The demolition of liberal institutions wreaked concomitant damage on Venezuela’s social fabric. Hugo Chávez nurtured a nasty and vicious polarization that drove Venezuelans apart. Those who opposed him were deemed fascists and reactionaries; those who supported him, patriots and heroes. No country can long cohere if half of its inhabitants consider the other half so wicked as to pose an existential threat to national survival. The lamentable truth about Venezuela today is that, in the absence of a grand national compromise, total social dissolution is preventable only through dictatorship — a reality that President Maduro, for all his ineptitude, is seemingly able to grasp. Milton Friedman once wrote that the “delicate threads that hold society together” are difficult to knit but easy to shred. In Venezuela, those threads are no more.
Before writing this essay, I had to ask my stepfather for permission to use the helicopter story: There was a chance, I thought, that he would be reluctant to have his exploits recorded in print. As it turns out, he did not care; he told me I could say whatever I wanted.
There was something delightfully insouciant about that response. If he had any regrets about his anti-Chávez activities, he betrayed no sign.
My stepfather sometimes says he no longer cares about what happens in Venezuela.
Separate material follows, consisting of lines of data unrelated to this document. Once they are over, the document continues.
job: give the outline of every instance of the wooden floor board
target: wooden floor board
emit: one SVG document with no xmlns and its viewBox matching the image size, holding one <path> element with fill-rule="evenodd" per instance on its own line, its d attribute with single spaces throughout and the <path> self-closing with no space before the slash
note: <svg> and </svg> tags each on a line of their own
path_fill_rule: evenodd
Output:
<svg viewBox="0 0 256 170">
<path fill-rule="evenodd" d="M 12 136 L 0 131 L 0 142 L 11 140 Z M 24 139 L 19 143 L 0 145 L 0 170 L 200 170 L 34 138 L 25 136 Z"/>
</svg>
For him there is no hope. The education system is in shambles; the military supports the dictatorship; the capital has fled; the middle class has been hollowed out.
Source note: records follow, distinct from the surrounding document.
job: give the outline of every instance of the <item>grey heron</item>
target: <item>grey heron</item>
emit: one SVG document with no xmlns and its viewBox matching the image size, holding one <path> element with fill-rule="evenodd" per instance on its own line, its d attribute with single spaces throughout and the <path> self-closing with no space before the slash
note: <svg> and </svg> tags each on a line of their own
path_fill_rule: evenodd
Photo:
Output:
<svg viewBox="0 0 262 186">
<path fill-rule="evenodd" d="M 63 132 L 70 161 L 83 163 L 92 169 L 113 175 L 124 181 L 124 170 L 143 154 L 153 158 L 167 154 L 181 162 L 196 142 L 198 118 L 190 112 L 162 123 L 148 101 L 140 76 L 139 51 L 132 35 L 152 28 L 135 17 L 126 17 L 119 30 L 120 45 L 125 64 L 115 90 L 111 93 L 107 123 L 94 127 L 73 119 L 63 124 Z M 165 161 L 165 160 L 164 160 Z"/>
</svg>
But I don’t believe him when he says he is indifferent to Venezuela’s suffering. He keeps up with the news from Venezuela much more closely than I do, presumably not something he would do if the indifference were real. I suspect that he is just trying to distance himself emotionally from the fact that the place where he spent his youth and young adulthood no longer exists. Conscious of our luck and privilege though he is, he probably just wants to enjoy his life in a free and prosperous society without having to think too long about the shame that is the government in Caracas. I don’t blame him for it. And I am very glad he brought me to the States with him. There is, after all, no National Review back in Venezuela, and I’m not sure my anti-Chavista jeremiads would have been received too well if we’d stuck around.